Taking Advantage of the Pause

This week I had the opportunity to do a talk at the ECIS IT Pre-Conference here in Amsterdam. I found it challenging to come up with a message to help drive a conversation forward when you’re speaking to the committed. Usually my talks are aimed at teachers who need a reason to use technology in their classroom not to those already understanding the changes taking place and wanting to know where we go from here.

It was a great challenge as it forced me to really think deep about where we are right now in this world of technology integration…and just where we are in the world in general right now.

What I came up with is this:

To start with I have come to an understanding that this technology trajectory we are on isn’t a straight line. That we go through moments of great technological growth…usually around new hardware….and then we have these plateau periods. They might not be as flat as they look in this image…but there are definitely slower periods I think of innovation as we prepare for the next disruption.
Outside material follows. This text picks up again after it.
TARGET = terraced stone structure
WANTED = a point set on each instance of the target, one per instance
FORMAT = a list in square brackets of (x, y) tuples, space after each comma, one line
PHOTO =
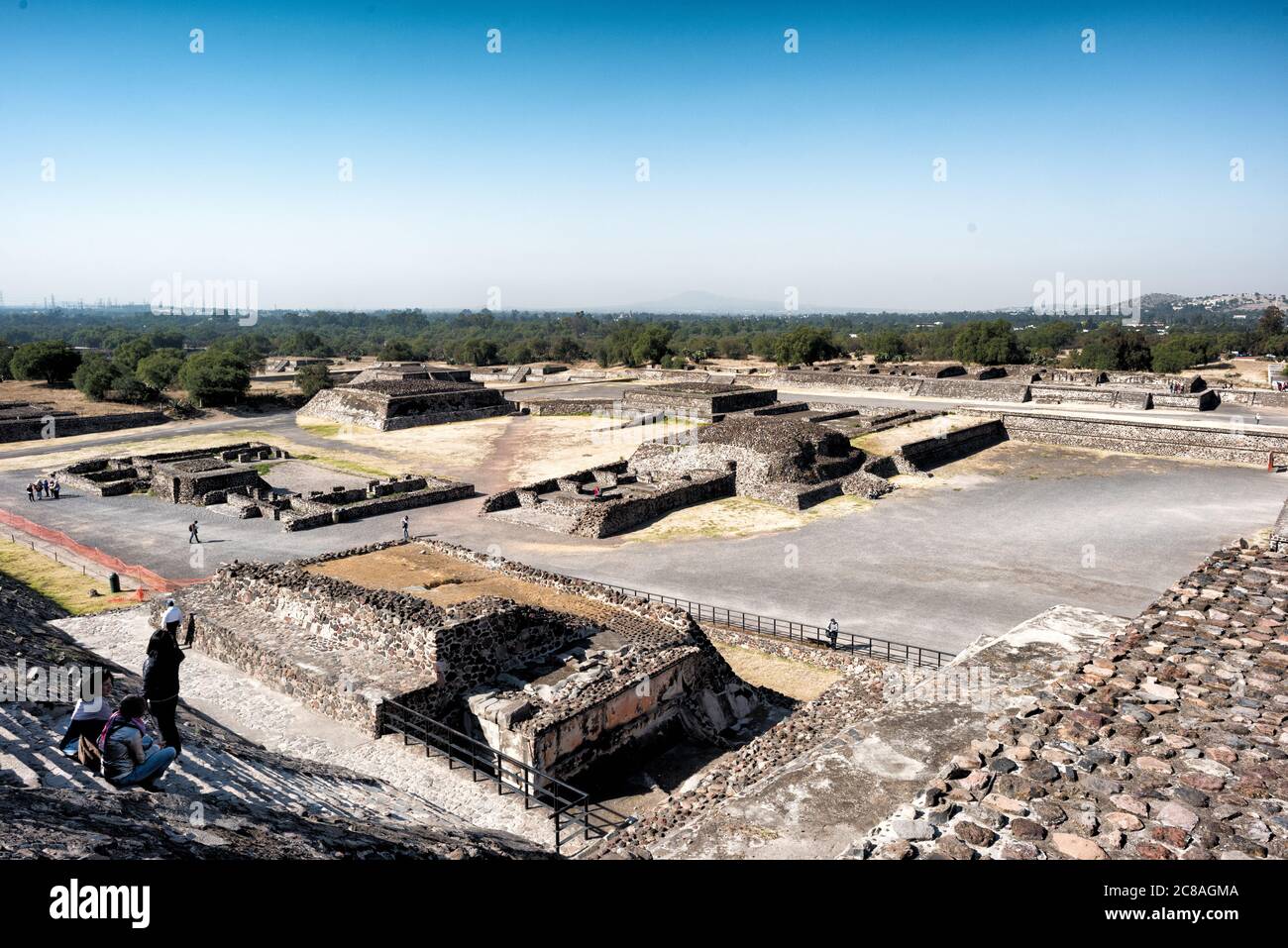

So the image above shows my thoughts on this kind of innovation and plateau idea that I think we go through.

We saw steep climbs when the desktop came out…then there was a period of using them before the Internet came out that created another steep climb of innovation. The laptops and then mobile where other steep moments in technology innovation. These times when we try to figure out what we do with this thing. How does it impact education, what’s it’s best use, etc. We are all trying to figure out how to best use this new technology.

In between these climbs we have moments of pause that allow us to really look at learning, the new technology, and start thinking of ways to really truly use it in the classroom to impact student learning.

I believe we are in one of these pauses right now….we’ve been in one since about 2011…or a year after the iPad came out. There hasn’t been any real new technology. Sure things get faster, smaller, lighter…but it’s all mobile right now…that’s the stage we’re in. I think we also have a couple years left in this pause before wearable technology creates the next steep stage and sends us all once again scrambling to figure out how this new technology impacts education.

I have been thinking about how we use this time well. How do we use this pause to go really deep in our understanding and integration of what we have at our finger tips? Most of you that read this blog are either technology teachers, integration people, IT people…or teachers passionate about technology. I think this is the question we need to be focused on right now. How do we go deep into really changing what the classroom and education looks like? We don’t have a whole lot of time as the next stage….wearable….is right around the corner. We might have two years or so left to really think deeply about integration before we’re all playing with this new phase of technology hardware and figuring out things again….basically starting over. What we learn during this pause will make that next stage that much easier to handle. If we have a deep understanding of technology integration and the role it places in the classroom and within learning then we can apply that knowledge to the new tool, see what it disrupts, see what it changes, and then use the next pause to really integrate it deeply into education.

Below is a hangout done by John Pederson and Dean Shareski. Two smart guys who make a living in this space. John asks Dean the question of what tool in the last year is going to stick? Dean has a hard time answering the question…in fact they both do….why…. because we’re in a pause. Every tool they talk about using is older than a year….in fact every tool they mention have been around for several years now. Why? Because we’re in a pause. It’s an interesting conversation and I just like listening to two smart guys struggle with a question that for people who make a living in this space should be easy.

So here’s the challenge. If we’re in a pause….let’s take advantage of it. Let’s stop for a moment asking what’s the next thing…..it will be wearable…we know that…and we have some time before it’s here. So let’s enjoy this moment and take the opportunity to go deep in our thinking of how we use the tools we have really really well. Let’s really look at the theory of Connectivism. Let’s really look at SAMR and TPACK and make our brains hurt going really deep and having the hard conversations of how all these tools we have really impact education in meaningful and lasting way.

Those are the conversations I want to be having. The conversation of how does everything we have available today truly impact the learning environment? Stop asking me what device or what platform. Let’s move pass these questions and go deep into something different…something better.

4 Comments

  1. I have been thinking along these lines for a while, but on a related point. Ever notice with WHOM you connect in various spaces? The algorithms of each space choose for you the people you know. So chances are good I follow @jutecht @shareski and @ijohnpederson in many different spaces. Is this really getting to the unconnected educator, the tech scared-to-death educator, the anxiety ridden lack-of-self-esteem educator? No. How do we turn what we know around to reach people OUTSIDE of our PLNs? How do we turn it around to be about the jobs that need to get done, about the curriculum educators need to teach, and not about the cool tools?

  2. Interesting provocation at the end there, Jeff! Although we are diving deeply into TPaCK and SAMR next year our school is also focusing on revisioning and challenging our local curriculum which I believe will be a powerful combination to impact student achievement and our role as educators. Some exciting learning conversations going on down here in New Zealand schools at the moment!

  3. HI Jeff, Enjoyed this post. I have a bit different take on the “pauses”. bit.ly/1etXY14 Thanks for making me think and have a Happy Thanksgiving. Doug

  4. From what I see in an awful lot of the schools I work with is skipped stages – most notably “Internet.” A lot of teachers went from desktops to laptops, then expected mobile to do the same thing without ever really picking up on the notion that a virtual space might tie them all together pretty nicely. This is where iPad marketing has been able to whip up the app-frenzy in schools, by appealing to the crowd that still craves in-the-box software. In the name of filling those gaps & giving people’s creativity some oxygen, I’m making connectivity & communication the main foci of my PD this year.